McMillen's desk is neat and categorized, like his mind. He's a good boss, say his staff members, but a bit of a grind. On virtually everything they write for him he scribbles comments like "simplify the language" or "watch the grammar." He once mentioned to Yates, in an offhand tone that wasn't so offhand, that his desk was kind of messy. "He was telling me he wanted me to clean it up," Yates says.
Settled behind his own desk for the first time in two days. McMillen runs an electric shaver over his face while he talks about President Ronald Reagan. "I admire the guy in a lot of respects, but, ideologically, we have differences," he says. "I guess it comes down to the way we view the country—the environment, education, a lot of things.
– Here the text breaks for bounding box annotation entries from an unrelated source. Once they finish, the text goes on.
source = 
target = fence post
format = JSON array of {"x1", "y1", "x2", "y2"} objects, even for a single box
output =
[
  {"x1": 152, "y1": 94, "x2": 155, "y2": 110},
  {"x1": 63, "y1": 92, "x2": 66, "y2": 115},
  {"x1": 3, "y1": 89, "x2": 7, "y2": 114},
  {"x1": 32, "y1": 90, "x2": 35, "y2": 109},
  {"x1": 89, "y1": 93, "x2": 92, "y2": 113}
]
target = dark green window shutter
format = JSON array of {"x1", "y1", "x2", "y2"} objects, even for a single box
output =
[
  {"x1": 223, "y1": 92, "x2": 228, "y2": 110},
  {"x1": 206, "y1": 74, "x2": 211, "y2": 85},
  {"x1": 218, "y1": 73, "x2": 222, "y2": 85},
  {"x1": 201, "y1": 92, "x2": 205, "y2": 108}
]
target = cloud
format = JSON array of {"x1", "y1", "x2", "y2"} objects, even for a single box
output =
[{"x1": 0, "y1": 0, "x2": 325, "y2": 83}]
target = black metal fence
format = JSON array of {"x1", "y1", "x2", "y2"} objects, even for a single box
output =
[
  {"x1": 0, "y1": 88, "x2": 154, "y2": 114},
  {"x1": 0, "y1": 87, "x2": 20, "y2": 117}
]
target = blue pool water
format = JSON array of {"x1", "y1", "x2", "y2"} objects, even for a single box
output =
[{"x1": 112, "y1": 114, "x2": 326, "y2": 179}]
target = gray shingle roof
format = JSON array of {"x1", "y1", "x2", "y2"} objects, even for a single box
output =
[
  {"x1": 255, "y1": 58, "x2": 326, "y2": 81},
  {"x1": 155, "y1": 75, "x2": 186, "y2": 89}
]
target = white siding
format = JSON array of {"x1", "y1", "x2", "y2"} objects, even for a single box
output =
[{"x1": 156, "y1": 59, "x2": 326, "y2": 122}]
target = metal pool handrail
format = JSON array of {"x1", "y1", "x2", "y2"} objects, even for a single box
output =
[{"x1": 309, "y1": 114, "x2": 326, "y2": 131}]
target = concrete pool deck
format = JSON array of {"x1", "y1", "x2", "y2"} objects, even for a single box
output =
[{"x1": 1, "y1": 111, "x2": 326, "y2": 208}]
I guess I have more of a philosophy of inclusivity, a belief that all Americans belong under the umbrella. That doesn't mean the federal umbrella. It means that all Americans should have the opportunity to get an education, to be free from health situations that may bankrupt them and to reach their potential. I'm not so sure that the President agrees with that. I'm sure he agrees with it philosophically, but there's a certain status quo to his thinking."
Again McMillen speaks smoothly and reasonably, but also dispassionately. He always looks before he leaps, and considering his bolted-to-the-floor NBA career, some would say he never leaps at all. He sounds believable and looks terrific. One can almost sense the Democratic leadership nodding appreciatively in the background.
It's too early to predict exactly where McMillen is going. But his progress through the power corridors of Washington, where he sometimes must stoop to conquer, will be well-chronicled. After all, you can't miss him.